2" x 14" white velour stretch fabric

20" of 1" wide adhesive-back velcro

White cotton thread

 

Directions

Cookie

  1. Download the #MKRCookie model in parts and set up the Cookie top, bottom and jelly on your CNC-mill software. Add tabs to the parts as needed.

  2. Secure pine plank down on your machining table and run job.

  3. Once done, carefully cut tabs off cookie, freeing it from the extra material.

  4. Sand cookie components. If you are abe to get a fine final pass on the CNC you may only need light sanding and a clean-up where the tabs were.

  5. Dust off cookie components and apply wood finish as per product instructions.

 

 

Jelly

  1. Use the Jelly model that you machined out along with your cookie top and bottom to make a PET vaccum-formed mould.

  2. Prepare your resin with pigment and accelerant as per product instructions.

  3. Cast resin in your PET Jelly mould and let it set (approx. 48 hrs)

  4. Once set, cut out your Jelly from the PET sheet leaving a large enough lip to secure it to the top of the cookie.

  5. Take a scrap of left-over PET sheet and snadblast-it or sand it down on both sides.

  6. Cut the PET into thin strips and then into small cubes. These will become the sugar crystals.

  7. Once you have a decent amount of sugar cubes, attatch them to the top surface of your jelly using resin bond and a brush.
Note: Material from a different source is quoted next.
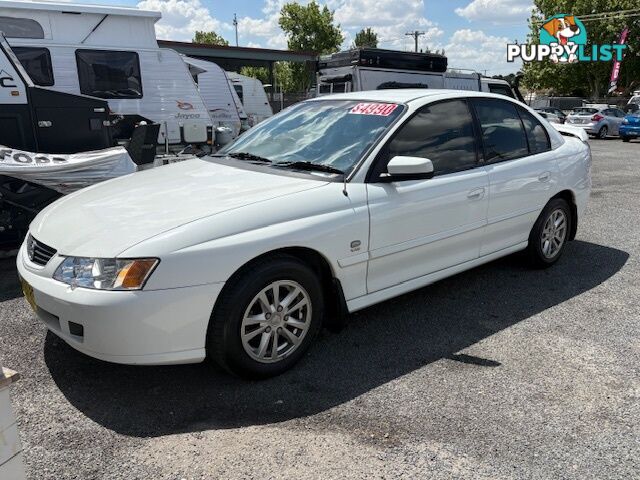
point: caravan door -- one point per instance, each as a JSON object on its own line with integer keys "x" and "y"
{"x": 16, "y": 126}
This process works best if you attach them one at a time.

 

Cream Filling

  1. On your upostery foam: trace a 8 3/4" circle with a 7 1/2" circle inside it.

  2. Cut along the coutside of the large circle, and along the inside of the smaller circle, you will need to keep both the resulting ring and circle, be sure to cut with care.

  3. Once cut, you want to shape the ring by using sissors to cut away at the sharp eges.

  4. Use the white velour to wrap the foam ring. This process will finish rounding out the ring into a perfect soft cream. As you approach the end of the ring, double check the size of your ring onto your cookie. You can cut a piece off if it feels like the ring is too large, depending on how tightly you are sewing the fabric, it may result in some stretching of the foam.

  5. Place foam circle inside the fabric-wrapped-ring and cover both sides with a piece of fabric.

  6. Sew a few stiches around through the cookie cream to ensure the fabric is tightly secured to foam.

 

Assembly

  1. Slide jelly into cookie top. Here you may choose to add a couple of strong staples to secure it through the PET lip.

  2. If you want to secure cream to cookie, you can use hot glue, making sure not to get any on the underside of the jelly.

 

 

 

 

 

Techniques Used

 

CNC-Milling: Computer Numerical Controlled(CNC) milling is a process that uses a rotating cutting tool to machine into different materials. This process reads a 3D file and interprets it as a series of cuts.

 

Vacuum Forming: A process of using vacum pressure on heated plastic to create a shape. This process can be used to create quick one part moulds.

 

Sandblasting: Is a process that uses compressed air and fine sand particles, to etch into the surface of a material.

 

Casting: Creating an object by pouring a material into mould.